Why carbon capture ?                                                                                  UNSustainableDevelopmentGoals_Brand-01.png

Shipping decarbonization goals

The path we are on today
We are heading for an increase in maritime GHG emissions of ~20% by 2050 despite current industry-wide efforts. Growing trade volumes (~1.3% CAGR trade growth), technological developments and existing CO2 reduction initiatives across the sector will not give shipping enough traction to deliver what is needed to meet the current IMO targets. Shipping needs to step up.

IMO 2030 & 2050 (see infographic)
The International Maritime Organization has taken measures with clear targets to tackle climate change and reduce carbon emissions from shipping.

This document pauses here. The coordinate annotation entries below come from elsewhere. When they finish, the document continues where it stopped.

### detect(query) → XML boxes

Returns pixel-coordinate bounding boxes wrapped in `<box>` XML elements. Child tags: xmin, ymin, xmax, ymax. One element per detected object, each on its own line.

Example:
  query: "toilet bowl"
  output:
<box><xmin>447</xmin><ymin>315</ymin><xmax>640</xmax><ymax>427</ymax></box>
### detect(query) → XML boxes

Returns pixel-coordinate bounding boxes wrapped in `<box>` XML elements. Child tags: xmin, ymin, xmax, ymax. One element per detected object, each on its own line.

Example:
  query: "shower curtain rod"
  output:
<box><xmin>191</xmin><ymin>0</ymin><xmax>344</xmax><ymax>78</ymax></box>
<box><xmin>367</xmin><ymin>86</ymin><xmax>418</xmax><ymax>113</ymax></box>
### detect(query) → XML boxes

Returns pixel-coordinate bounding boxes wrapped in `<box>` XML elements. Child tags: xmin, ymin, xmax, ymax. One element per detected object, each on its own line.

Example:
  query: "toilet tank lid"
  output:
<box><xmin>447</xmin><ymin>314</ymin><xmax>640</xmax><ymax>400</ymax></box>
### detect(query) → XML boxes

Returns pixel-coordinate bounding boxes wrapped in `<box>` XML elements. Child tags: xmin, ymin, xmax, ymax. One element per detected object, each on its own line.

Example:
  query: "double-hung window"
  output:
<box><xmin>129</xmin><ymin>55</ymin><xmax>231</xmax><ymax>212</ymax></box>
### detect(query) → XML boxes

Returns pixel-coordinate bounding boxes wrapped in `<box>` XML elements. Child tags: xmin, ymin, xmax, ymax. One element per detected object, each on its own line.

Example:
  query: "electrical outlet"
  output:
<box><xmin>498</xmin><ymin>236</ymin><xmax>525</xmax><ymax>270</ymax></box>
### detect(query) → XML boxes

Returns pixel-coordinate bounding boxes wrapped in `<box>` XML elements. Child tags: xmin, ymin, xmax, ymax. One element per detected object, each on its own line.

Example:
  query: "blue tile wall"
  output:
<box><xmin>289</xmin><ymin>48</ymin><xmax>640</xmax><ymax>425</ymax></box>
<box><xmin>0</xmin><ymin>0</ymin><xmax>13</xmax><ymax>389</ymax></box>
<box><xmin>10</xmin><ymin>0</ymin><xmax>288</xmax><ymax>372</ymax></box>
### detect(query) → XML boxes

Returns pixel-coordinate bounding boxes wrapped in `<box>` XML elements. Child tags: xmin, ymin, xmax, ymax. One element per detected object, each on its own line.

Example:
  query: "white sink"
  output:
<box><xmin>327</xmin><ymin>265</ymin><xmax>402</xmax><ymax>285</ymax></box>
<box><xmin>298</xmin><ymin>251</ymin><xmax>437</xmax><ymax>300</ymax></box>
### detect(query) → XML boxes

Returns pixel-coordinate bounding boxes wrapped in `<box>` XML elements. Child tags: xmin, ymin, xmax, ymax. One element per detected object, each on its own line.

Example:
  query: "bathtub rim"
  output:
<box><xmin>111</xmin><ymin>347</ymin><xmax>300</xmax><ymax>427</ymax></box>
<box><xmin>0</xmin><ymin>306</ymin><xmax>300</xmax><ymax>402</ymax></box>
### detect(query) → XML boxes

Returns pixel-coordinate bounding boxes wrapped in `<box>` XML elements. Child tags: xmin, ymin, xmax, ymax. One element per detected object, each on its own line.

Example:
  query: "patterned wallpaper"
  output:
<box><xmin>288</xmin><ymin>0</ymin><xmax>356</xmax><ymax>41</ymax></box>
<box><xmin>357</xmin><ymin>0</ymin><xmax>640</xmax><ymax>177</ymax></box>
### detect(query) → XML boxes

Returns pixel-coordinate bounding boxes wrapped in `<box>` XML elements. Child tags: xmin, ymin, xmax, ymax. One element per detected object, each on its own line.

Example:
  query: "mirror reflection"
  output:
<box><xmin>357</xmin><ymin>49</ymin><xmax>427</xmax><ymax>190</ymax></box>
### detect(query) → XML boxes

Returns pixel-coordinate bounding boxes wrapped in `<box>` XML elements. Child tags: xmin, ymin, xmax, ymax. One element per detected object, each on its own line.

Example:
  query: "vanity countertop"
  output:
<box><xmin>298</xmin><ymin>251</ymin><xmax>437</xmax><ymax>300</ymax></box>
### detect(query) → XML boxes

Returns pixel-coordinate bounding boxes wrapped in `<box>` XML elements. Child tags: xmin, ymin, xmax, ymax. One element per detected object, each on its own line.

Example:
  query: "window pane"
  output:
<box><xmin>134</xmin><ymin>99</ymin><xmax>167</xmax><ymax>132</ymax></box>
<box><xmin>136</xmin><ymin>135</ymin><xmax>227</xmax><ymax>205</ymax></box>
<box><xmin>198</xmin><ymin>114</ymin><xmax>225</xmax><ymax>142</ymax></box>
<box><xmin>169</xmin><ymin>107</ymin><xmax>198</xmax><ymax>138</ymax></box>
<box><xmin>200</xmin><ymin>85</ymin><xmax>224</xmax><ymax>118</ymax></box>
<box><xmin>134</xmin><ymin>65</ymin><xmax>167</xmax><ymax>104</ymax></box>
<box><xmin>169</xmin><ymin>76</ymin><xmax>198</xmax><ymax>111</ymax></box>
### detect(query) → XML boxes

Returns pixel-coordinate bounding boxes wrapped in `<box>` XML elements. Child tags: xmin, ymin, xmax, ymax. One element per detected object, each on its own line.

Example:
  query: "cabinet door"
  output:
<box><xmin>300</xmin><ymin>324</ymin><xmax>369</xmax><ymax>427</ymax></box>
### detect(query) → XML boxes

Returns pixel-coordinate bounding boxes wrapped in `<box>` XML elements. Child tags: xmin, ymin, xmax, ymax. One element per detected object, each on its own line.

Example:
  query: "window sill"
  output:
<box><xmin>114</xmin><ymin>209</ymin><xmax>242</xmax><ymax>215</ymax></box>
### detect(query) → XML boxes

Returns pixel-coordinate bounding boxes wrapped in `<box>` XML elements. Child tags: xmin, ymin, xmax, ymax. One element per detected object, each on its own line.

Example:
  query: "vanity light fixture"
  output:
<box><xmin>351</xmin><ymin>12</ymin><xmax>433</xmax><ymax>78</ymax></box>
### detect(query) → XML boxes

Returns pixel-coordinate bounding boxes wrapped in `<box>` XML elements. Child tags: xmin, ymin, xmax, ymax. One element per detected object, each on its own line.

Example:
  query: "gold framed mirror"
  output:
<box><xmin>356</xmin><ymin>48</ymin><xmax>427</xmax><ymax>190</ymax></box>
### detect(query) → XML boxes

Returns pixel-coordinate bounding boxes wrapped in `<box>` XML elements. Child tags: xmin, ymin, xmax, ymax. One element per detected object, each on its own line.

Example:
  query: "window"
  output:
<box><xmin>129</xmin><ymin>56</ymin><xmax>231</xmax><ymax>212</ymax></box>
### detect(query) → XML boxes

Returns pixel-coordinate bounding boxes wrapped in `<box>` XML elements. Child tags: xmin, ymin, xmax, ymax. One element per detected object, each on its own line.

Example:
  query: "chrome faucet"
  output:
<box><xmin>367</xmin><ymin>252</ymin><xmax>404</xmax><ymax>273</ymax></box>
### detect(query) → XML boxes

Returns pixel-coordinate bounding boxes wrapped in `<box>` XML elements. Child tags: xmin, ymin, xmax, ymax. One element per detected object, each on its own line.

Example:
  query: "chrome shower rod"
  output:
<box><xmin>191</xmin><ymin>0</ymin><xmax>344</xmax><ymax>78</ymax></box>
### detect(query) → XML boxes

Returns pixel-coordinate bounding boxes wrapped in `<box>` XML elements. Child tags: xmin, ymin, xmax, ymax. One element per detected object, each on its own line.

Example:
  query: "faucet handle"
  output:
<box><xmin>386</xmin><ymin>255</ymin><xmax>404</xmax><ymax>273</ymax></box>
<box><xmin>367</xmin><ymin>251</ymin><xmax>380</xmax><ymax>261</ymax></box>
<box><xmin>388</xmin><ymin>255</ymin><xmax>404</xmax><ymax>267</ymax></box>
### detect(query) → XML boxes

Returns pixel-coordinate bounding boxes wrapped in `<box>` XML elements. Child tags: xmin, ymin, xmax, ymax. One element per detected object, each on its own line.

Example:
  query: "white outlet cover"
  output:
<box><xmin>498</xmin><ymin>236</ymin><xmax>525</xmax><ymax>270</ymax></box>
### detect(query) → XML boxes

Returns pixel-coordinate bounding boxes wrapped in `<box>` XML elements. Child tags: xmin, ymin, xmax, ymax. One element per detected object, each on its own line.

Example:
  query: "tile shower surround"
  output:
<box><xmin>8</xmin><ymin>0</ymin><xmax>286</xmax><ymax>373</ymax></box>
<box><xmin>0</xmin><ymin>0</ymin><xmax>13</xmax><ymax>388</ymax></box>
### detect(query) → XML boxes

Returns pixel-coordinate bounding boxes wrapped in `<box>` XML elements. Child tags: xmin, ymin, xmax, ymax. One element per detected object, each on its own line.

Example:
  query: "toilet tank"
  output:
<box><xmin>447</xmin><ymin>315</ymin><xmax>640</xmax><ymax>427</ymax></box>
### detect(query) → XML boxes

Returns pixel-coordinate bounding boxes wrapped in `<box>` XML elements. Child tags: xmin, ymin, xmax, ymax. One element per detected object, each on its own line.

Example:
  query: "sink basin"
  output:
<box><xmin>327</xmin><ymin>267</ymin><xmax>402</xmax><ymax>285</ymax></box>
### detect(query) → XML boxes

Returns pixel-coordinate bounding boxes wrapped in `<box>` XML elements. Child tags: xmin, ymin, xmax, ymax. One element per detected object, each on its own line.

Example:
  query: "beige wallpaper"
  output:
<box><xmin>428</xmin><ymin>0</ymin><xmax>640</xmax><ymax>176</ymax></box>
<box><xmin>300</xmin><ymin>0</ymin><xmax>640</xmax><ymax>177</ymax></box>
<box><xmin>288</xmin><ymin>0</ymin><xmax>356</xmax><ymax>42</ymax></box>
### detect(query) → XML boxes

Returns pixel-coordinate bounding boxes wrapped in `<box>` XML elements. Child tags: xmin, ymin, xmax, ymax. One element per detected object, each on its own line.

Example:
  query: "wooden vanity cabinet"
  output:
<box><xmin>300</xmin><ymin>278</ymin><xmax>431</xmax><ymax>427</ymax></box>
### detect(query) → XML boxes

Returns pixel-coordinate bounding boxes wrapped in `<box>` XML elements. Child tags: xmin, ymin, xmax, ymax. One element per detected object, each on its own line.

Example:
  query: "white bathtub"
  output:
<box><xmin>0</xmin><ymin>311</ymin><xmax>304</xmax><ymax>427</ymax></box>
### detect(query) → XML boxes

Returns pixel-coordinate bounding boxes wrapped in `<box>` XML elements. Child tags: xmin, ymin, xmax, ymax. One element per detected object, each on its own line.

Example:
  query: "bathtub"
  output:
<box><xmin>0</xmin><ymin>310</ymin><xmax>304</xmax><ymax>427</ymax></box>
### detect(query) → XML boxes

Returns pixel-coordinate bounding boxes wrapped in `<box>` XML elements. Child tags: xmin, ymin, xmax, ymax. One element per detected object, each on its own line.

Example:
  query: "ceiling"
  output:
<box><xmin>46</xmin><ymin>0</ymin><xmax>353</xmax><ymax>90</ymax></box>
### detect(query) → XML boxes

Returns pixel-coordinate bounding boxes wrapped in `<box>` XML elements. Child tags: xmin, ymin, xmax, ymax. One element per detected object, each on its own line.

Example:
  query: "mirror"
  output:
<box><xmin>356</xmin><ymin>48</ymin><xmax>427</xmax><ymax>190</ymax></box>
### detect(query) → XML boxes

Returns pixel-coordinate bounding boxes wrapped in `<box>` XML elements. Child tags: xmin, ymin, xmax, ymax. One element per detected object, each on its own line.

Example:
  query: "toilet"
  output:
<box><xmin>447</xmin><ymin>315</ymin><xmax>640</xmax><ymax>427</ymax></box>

However it's expected that national and local legislation call for even more stricter and sooner targets.

It also seems to be only a matter of time that carbon taxes will come into force in one way or the other for the shipping industry worldwide.

What can, and needs to be done?
It is important for ship owners to prepare themselves thoroughly and sustainably for the future, in which ever stricter requirements will be imposed on the emission of greenhouse gases. In basic there are 3 options for carbon reduction;

  1. Use less of the current (carbon intensive) fuels
  2. Switch to synthetic / non-carbon fuels (E-fuels)
  3. Carbon capture

1.   Use less of the current (carbon-intensive) fuels

Using less fuel and/or improving efficiency is a good thing and pays off in terms of reduced emissions. Therefore, it should be done whenever possible, but there are limits to what can be achieved in the longer term.

Lowering fuel consumption
 Logistics (optimized route planning, vessel utilization)
 Hydrodynamics (hull optimization, air lubrication, cleaning)
 Machinery (waste-heat recovery, engine de-rating, battery hybridization)
 Use/blend of less carbon-intensive fuels (LNG, LPG, Hydrogen & Methanol from CH4, Biodiesel)

Availability: ✔️
IMO2030 compliance: ❔
IMO2050 compliance: ❌

2.   Switch to non-carbon fuels (E-fuels)

The most sustainable solution is to switch to carbon-free fuels, such as ammonia or methanol & hydrogen from green energy.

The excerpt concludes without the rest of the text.